This is part of my Series on University Entrepreneurship.
A big factor in having success spinning-out university startups is the ability to bridge the cultural gap between academia and the investment community. I think about this divide a great deal, both as a long-time investor in this space and perhaps even moreso now that I am the director of a prominent university venture lab which spins out 10-12 new companies a year.
I was therefore delighted to recently come across this short post written by Amit Monga, Professor of Finance at the University of Alberta. He shares some excellent insights into the practice of investing in university startups courtesy of his prior experience as a venture capitalist. Dr. Monga’s central premise is that investors want to see much more than technology when they speak with a university tech transfer office. They are, after all, in the business of launching new companies, which require quite a bit more to succeed than the initial invention or discovery.
What really caught my eye, however, is his very first point which addresses the cultural divide to which I refer above.

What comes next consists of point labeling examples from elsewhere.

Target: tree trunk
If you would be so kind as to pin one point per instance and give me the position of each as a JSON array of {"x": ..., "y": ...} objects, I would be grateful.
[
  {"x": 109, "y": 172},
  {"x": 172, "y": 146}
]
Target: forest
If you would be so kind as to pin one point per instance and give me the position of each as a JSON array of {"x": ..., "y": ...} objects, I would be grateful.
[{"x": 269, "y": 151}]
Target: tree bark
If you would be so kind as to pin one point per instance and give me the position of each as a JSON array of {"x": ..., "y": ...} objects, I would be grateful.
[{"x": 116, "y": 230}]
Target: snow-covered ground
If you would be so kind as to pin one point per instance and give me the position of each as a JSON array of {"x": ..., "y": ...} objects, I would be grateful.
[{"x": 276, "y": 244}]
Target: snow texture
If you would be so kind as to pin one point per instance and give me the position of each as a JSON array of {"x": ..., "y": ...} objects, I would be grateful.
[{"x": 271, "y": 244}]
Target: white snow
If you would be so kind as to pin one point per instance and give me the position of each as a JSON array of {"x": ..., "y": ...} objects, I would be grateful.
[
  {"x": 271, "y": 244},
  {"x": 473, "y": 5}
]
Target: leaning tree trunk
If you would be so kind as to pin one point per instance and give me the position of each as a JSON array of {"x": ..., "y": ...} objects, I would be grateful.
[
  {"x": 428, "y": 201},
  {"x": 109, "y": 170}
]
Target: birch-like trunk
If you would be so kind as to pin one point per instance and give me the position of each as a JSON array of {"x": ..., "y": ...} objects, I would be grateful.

He points out that whereas it’s very much the custom in academia to focus on a professor’s achievements in research, (including his or her credentials, awards, honors, the number of grad students in their lab, etc.), the reality is that investors first want to hear a value proposition articulated for a potential business. Monga asserts that investors must actually have the answer to this question within the first five minutes of a pitch.
Having politely sat through quite a number of such lengthy introductions that never quite arrive at describing the “pain in the market”, I must wholeheartedly agree with Dr. Monga. In fact, I would say that this value proposition should be expressed within the first two minutes of a pitch. If the investor is interested, there will be plenty of time to learn more about the professor’s academic achievements.
I’ll go a step further on the subject of the cultural divide and say that I’ve seen instances where an investor’s motives are viewed extremely dimly by the academic. This too can be a problem. Again, in this instance, it’s incumbent on the tech transfer folks to invite only the most reputable people into the university and to help work through any ingrained biases that might exist on either side. For an eventual start-up to be successful, both parties will have to get along extremely well and will come to rely on each other. Start-ups are the very opposite of “arms-length” transactions.
So whether you’re an angel investor, a VC, an entrepreneur, a grad student, a post-doc or a university professor, it’s always valuable to approach university spin-offs with a great deal of cultural sensitivity and understanding. I assure you, this sort of awareness alone can make all the difference.